Faltou também coordenação na resposta à pandemia no âmbito da Administração Pública brasileira. A grave omissão do Presidente da República dificultou ainda mais uma tarefa que já era desafiadora: preparar o Estado brasileiro para a maior crise sanitária de uma geração. No final das contas, coube a cada estado e município cuidar de si. Além dos prejuízos econômicos de não se aproveitar possíveis ganhos de escala, não dá pra negar que é muito mais difícil fiscalizar 5 mil e tantos órgãos realizando contratações públicas vultuosas do que um punhado.

Qual é o nível de maturidade dos programas de integridade da Administração Pública?

Diversos estados e municípios e órgãos públicos federais têm desenvolvido programas de integridade a partir do marco legal existente. Há pouca informação, no entanto, sobre esse processo, tanto individualmente, quanto de modo agregado. Avaliações de políticas públicas dependem de pesquisas qualitativas e quantitativas detalhadas, o que ainda falta no país. Por isso, é extremamente importante o esforço realizado pelo Tribunal de Contas da União, em parceria com a Rede de Controle Nacional, para avaliar os riscos de fraude e corrupção em órgãos públicos de todo o país.

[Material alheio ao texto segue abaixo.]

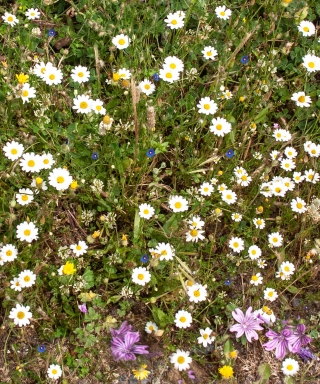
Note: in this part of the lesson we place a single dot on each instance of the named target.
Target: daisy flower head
(236, 244)
(311, 63)
(165, 251)
(54, 371)
(206, 189)
(8, 253)
(205, 338)
(151, 327)
(259, 223)
(229, 196)
(52, 76)
(25, 196)
(307, 28)
(298, 205)
(256, 279)
(80, 74)
(237, 217)
(290, 367)
(181, 360)
(207, 106)
(146, 87)
(82, 104)
(254, 252)
(27, 232)
(141, 276)
(80, 248)
(196, 223)
(13, 150)
(220, 126)
(197, 293)
(32, 14)
(275, 239)
(27, 93)
(301, 99)
(121, 41)
(183, 319)
(30, 162)
(270, 294)
(178, 204)
(21, 315)
(27, 278)
(60, 179)
(174, 20)
(223, 13)
(169, 75)
(174, 63)
(10, 19)
(209, 53)
(146, 211)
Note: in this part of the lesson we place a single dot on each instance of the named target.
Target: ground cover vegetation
(159, 181)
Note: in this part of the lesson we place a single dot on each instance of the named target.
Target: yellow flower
(68, 268)
(141, 373)
(226, 371)
(22, 78)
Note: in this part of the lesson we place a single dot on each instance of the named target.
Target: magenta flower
(279, 341)
(299, 339)
(248, 324)
(126, 348)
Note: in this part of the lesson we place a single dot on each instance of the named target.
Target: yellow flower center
(20, 315)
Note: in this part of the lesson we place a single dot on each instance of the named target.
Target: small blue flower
(144, 258)
(52, 32)
(95, 156)
(245, 59)
(42, 348)
(155, 77)
(230, 153)
(150, 152)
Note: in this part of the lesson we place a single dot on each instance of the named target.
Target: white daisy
(307, 28)
(207, 106)
(121, 41)
(301, 99)
(270, 294)
(209, 53)
(60, 179)
(290, 367)
(30, 162)
(27, 278)
(80, 74)
(8, 253)
(25, 196)
(27, 92)
(147, 87)
(141, 276)
(151, 327)
(146, 211)
(236, 244)
(27, 232)
(275, 239)
(20, 315)
(54, 371)
(205, 337)
(181, 360)
(197, 293)
(183, 319)
(178, 204)
(254, 252)
(13, 150)
(80, 248)
(82, 104)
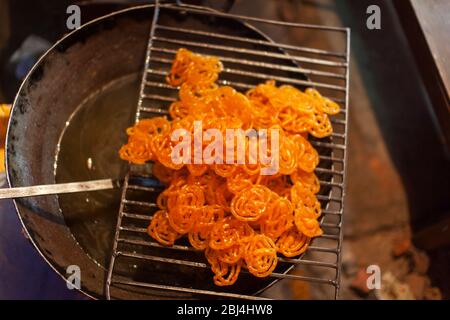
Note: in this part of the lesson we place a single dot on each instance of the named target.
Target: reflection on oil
(88, 150)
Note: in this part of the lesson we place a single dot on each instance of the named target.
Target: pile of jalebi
(242, 219)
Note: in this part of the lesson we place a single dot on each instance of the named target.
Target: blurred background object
(397, 213)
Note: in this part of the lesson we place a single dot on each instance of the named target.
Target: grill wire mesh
(139, 263)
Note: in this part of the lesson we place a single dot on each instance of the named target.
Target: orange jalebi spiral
(261, 255)
(292, 243)
(238, 216)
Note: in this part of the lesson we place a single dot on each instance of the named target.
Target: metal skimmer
(140, 264)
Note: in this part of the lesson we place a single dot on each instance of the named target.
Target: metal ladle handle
(59, 188)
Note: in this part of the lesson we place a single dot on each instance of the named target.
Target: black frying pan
(67, 123)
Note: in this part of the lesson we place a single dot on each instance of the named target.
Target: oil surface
(88, 150)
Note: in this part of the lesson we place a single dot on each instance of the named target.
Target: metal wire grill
(248, 60)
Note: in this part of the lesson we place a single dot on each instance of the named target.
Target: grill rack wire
(324, 69)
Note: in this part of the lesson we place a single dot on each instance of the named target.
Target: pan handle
(71, 187)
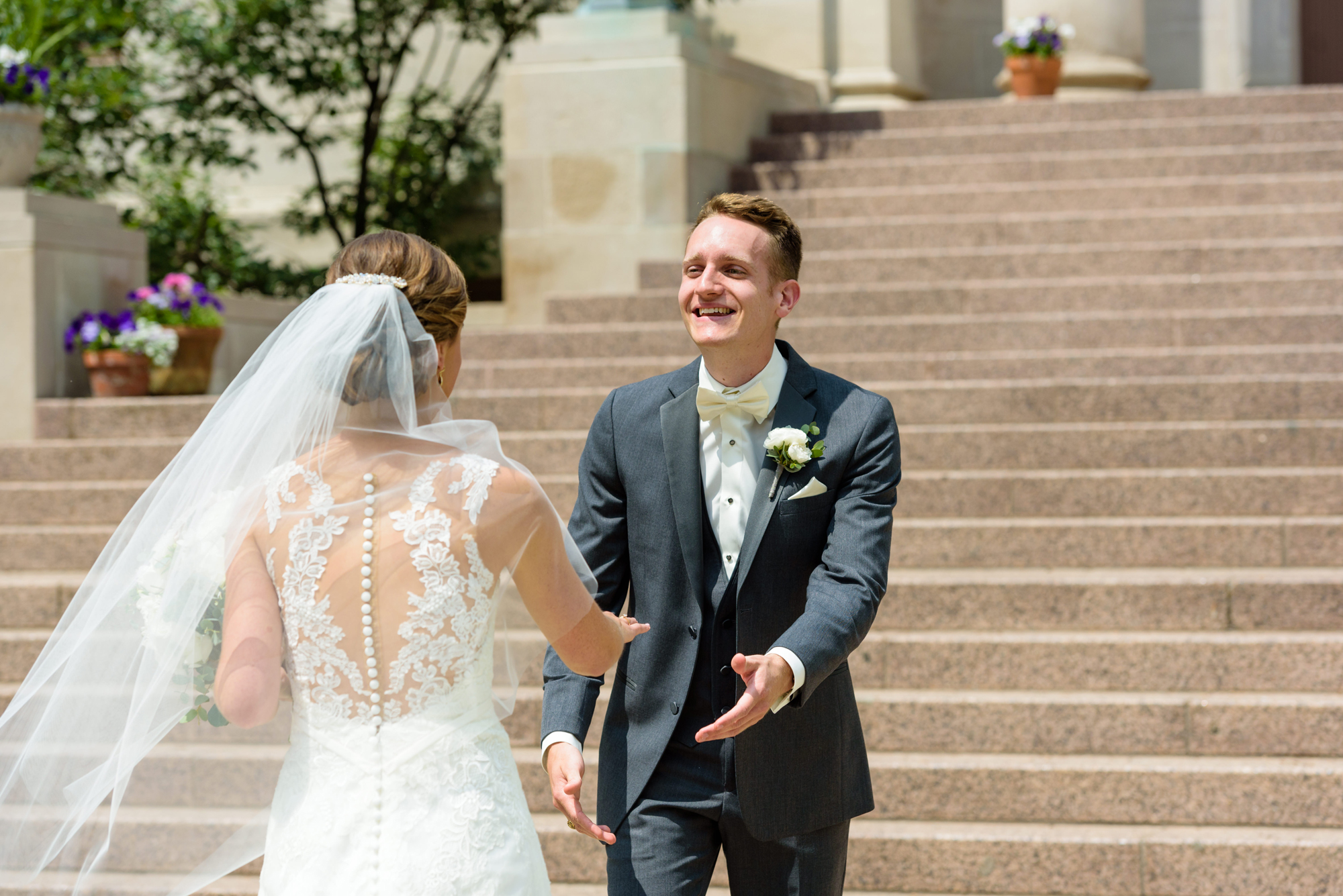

No mais, parece faltar uma percepção de que a administração pública precisa fazer mais do que implementar medidas de compliance pública. Afinal, focar-se, exclusivamente, na implementação das normas já existentes pressupõe uma avaliação de que estas já estão em nível adequado e suficiente. Pelo contrário, no entanto, a legislação brasileira em todos os níveis, mas especialmente no subnacional, ainda precisa ser muito aprimorada. Questões como conflitos de interesse, lobby, proteção de denunciantes precisam ser regulamentadas. Por isso, avançar na agenda de integridade depende de um esforço político conjunto do Poder Executivo e Legislativo na aprovação de reformas legais e administrativas.

De que maneira a tecnologia pode ser útil na prevenção da corrupção?

Sistemas de gerenciamento de informações podem ser utilizados para comparar e cruzar um volume gigantesco de dados, produzindo análises e conclusões relevantes na identificação de riscos e indícios de corrupção. Por exemplo, a Controladoria-Geral da União disponibilizou o Painel de Contratações Relacionadas à Covid-19 com informações sobre os preços pagos em contratações emergenciais por órgãos públicos de todo o Brasil. Informações se prestam à interpretação, todavia. Então, é importante garantir que esses sistemas esclareçam bem suas limitações, funcionalidades e objetivos. O Painel da CGU, por exemplo, serve de referência para gestores realizando contratações, mas dá margem a interpretações indevidas sobre aquisições específicas, já que a informação é pouco detalhada no agregado.

Gostaria de chamar atenção, no entanto, para o papel que a tecnologia pode ter ao aproximar os indivíduos do poder público e facilitar o monitoramento de suas ações. É pela publicação de informações em seus sites – transparência ativa – que órgãos públicos prestam contas à sociedade do que fazem. Um olhar humano para o uso dessa tecnologia exige que sejam utilizadas ferramentas não só para fornecer essas informações, mas para torna-las acessíveis e inteligíveis para o cidadão médio, ou seja, para pessoas que não são especialistas em gestão pública, licitações, etc. A tecnologia pode ser utilizada para apresentar as informações de modo agregado, mas também em dados abertos. Igualmente importante garantir que esses sites sejam divulgados amplamente, razão pela qual as redes sociais são tão importantes. Combater a desinformação – tão comum neste momento – exige um engajamento efetivo do poder público na disseminação de informações oficiais.